Local authorities can currently charge owners 200 per cent on homes lefts for up to two years, 300 per cent for five-plus years and 400 per cent for ten years or more.
The Chronicle can reveal strides have been made to reduce homes left for up to two years - from 248 last year to 204 currently - but vacant properties left for the longer two periods have increased.
A total of 58 have stood empty for five years or more and 41 for a decade - a rise of nine on last year’s statistics.
Set to be discussed by cabinet members on Wednesday, a report - compiled by council finance director Neil Copley - anticipates tax collection could prove more difficult due to the ongoing cost-of-living crisis.
It said: “The overall number of empty properties has reduced in the last 12 months.
“The council’s empty homes team will continue the focus on supporting landlords to bring long-term empty properties back into use.
“It is anticipated that the cost-of-living crisis will impact council tax income collection rates.
“The council will continue to monitor the situation but slower than anticipated collections could impact the council tax base in 2023/24.”
The base - set to be agreed on Wednesday - relates to more than 66,000 households, calculates the council’s projected collections for the next financial year.
Although details of a tax rise for residents is yet to be announced, council leader Sir Steve Houghton warned last month that it will ‘inevitably’ happen.
Last year, it was hiked by 3.5 per cent - which was made up of a two per cent rise to pay for adult social care services, and a 1.5 per cent rise for council services such as road maintenance, bin collections, recycling and libraries.
Annually, council tax on a Band D property went from £1,586.04 to £1,641.55.
Each per cent increase in Band D council tax generates additional income of approximately £1.056m, per annum, recurrently.
Sir Steve added: “Over the last few years, top-tier authorities have had to increase their council taxes in order to pay for social care.

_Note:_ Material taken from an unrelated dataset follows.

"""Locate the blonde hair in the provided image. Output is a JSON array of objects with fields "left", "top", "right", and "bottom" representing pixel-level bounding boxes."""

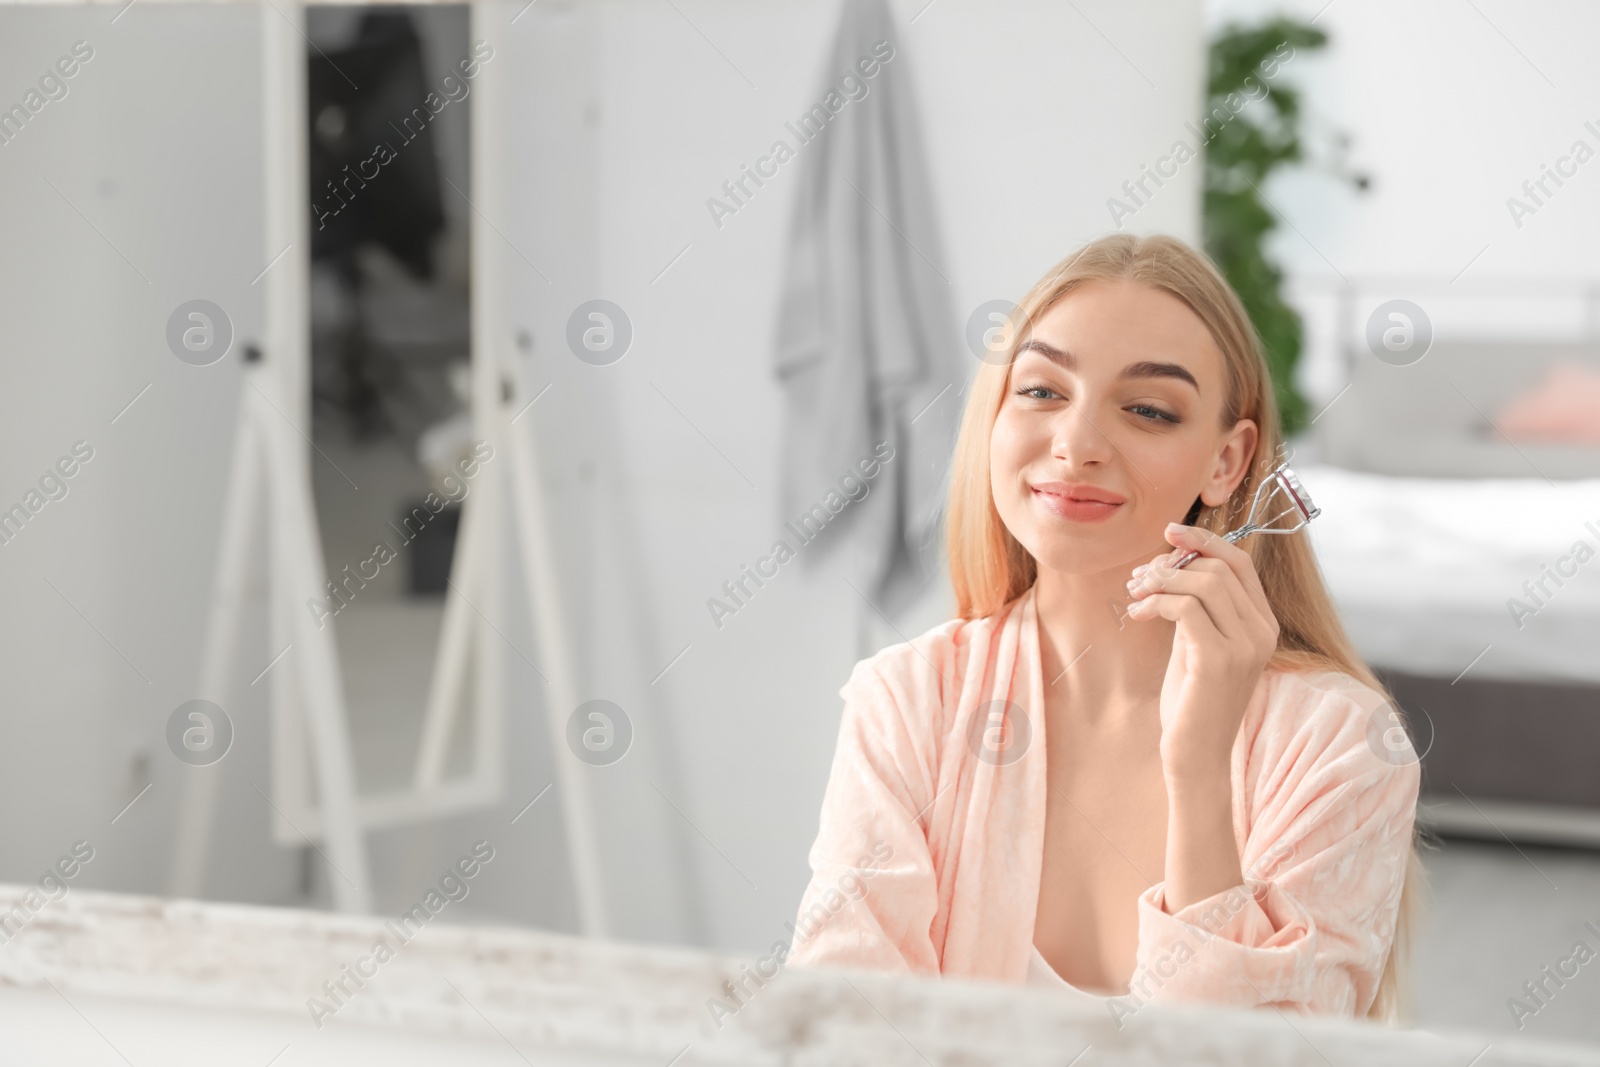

“It’s not something we want to do because my view was, and still is, that it should come from the centre.
“But nonetheless that’s happened and it’s going to happen again next year with the government putting another two per cent on people’s bills which we will inevitably have to do in Barnsley in order to make sure our older people are getting the service they need.
“Tax payers are always looking for value for money and we can certainly say that money in Barnsley has been spent appropriately.”